- Decades:: 2000s; 2010s; 2020s;
- See also:: Other events of 2025; Timeline of Salvadoran history;

= 2025 in El Salvador =

Events in the year 2025 in El Salvador.

== Incumbents ==
- President: Nayib Bukele
- Vice President: Félix Ulloa

==Events==
===January ===
- 5 January – A magnitude 6.2 earthquake hits off the coast of La Paz Department, injuring two people and damaging 10 homes.

===February===
- 3 February – El Salvador and the United States reach an agreement allowing for the incarceration of migrants and imprisoned US citizens in Salvadoran prisons.
- 4 February – A Salvadoran military contingent arrives in Haiti to assist in the UN-backed security mission there.
- 19 February – The United States designates MS-13 as a terrorist organization.
- 20 February – Canada designates MS-13 as a terrorist organization.

===April===
- 17 April – U.S. Senator Chris Van Hollen (D-MD) meets with Kilmar Abrego Garcia in El Salvador to push for his release.

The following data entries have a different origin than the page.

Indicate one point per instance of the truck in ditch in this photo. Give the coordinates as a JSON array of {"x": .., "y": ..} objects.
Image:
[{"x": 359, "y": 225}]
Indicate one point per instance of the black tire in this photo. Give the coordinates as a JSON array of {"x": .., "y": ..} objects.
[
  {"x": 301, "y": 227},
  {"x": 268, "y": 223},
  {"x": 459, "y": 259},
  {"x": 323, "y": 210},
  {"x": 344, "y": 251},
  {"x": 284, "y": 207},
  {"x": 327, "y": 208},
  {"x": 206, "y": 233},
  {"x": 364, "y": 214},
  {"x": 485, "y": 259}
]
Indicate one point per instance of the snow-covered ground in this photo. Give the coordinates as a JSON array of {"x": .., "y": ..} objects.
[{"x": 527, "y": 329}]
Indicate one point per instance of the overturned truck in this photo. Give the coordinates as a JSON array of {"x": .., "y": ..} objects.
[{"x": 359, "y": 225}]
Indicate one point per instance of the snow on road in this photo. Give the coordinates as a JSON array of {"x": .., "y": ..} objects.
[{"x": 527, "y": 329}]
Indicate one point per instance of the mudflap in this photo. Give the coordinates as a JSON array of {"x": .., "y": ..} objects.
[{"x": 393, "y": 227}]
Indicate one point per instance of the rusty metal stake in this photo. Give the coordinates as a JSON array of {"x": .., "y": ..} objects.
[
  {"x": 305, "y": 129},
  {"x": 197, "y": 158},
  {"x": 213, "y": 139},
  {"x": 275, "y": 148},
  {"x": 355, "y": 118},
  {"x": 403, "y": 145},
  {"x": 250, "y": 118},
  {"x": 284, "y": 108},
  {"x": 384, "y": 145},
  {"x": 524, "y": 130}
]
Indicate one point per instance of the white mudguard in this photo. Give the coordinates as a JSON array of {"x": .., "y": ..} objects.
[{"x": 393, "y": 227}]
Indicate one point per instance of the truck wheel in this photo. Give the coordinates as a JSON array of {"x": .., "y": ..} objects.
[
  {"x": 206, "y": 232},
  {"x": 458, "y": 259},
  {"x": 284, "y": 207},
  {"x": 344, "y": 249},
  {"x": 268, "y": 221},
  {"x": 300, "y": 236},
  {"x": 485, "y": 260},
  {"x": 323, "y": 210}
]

The move comes hours after being previously denied a meeting with him.

===May===
- 18 May – Lawyer and human rights activist Ruth Eleonora López is arrested on charges of corruption when she was an adviser at the Supreme Electoral Court in 2014 to 2021.

===June===
- 3 June – A jury in Chalatenango convicts former Defense Minister José Guillermo García and two other army officers for the murder of four Dutch journalists during the Salvadoran Civil War in 1982 and sentences them to 15 years' imprisonment.

===July===
- 9 July – El Salvador recalls its ambassador to Mexico, Rosa Delmy Cañas, after Mexican authorities claim that it had intercepted an aircraft transporting 428 kilograms of cocaine that originated from El Salvador.
- 18 July – Ten Americans held in Venezuela are released as part of an exchange with the United States that also sees the release of 252 Venezuelans deported from the U.S. and detained at CECOT in El Salvador.
- 31 July – The Legislative Assembly of El Salvador approves amendments to the constitution abolishing presidential term limits, eliminating runoff voting, and increasing the presidential term's duration to six years.

===August===
- 15 August – The Legislative Assembly of El Salvador approves a bill extending detention for suspects in organized crime to up to 36 months.

===September===
- 9 September – Authorities seize packages containing 1.4 tons of cocaine found floating off the coast of El Cordoncillo.

===December===
- 21 December – The Attorney General's Office announces sentences of up to 1,335 years for 248 members of MS-13 who were convicted on at least 85 charges of homicide and disappearances.

== Holidays ==
Source:

- 1 January — New Year's Day
- 17 April – Maundy Thursday
- 18 April – Good Friday
- 19 April – Easter Saturday
- 1 May	– Labour Day
- 10 May – Mother's Day
- 17 June – Father's Day
- 6 August – Feast of San Salvador
- 15 September – Independence Day
- 2 November – All Saints' Day
- 25 December – Christmas Day

== Deaths ==
- 21 January — Mauricio Funes, 65, president (2009–2014).
- 20 August — Enrique Borgo Bustamante, 96, vice president (1994–1999).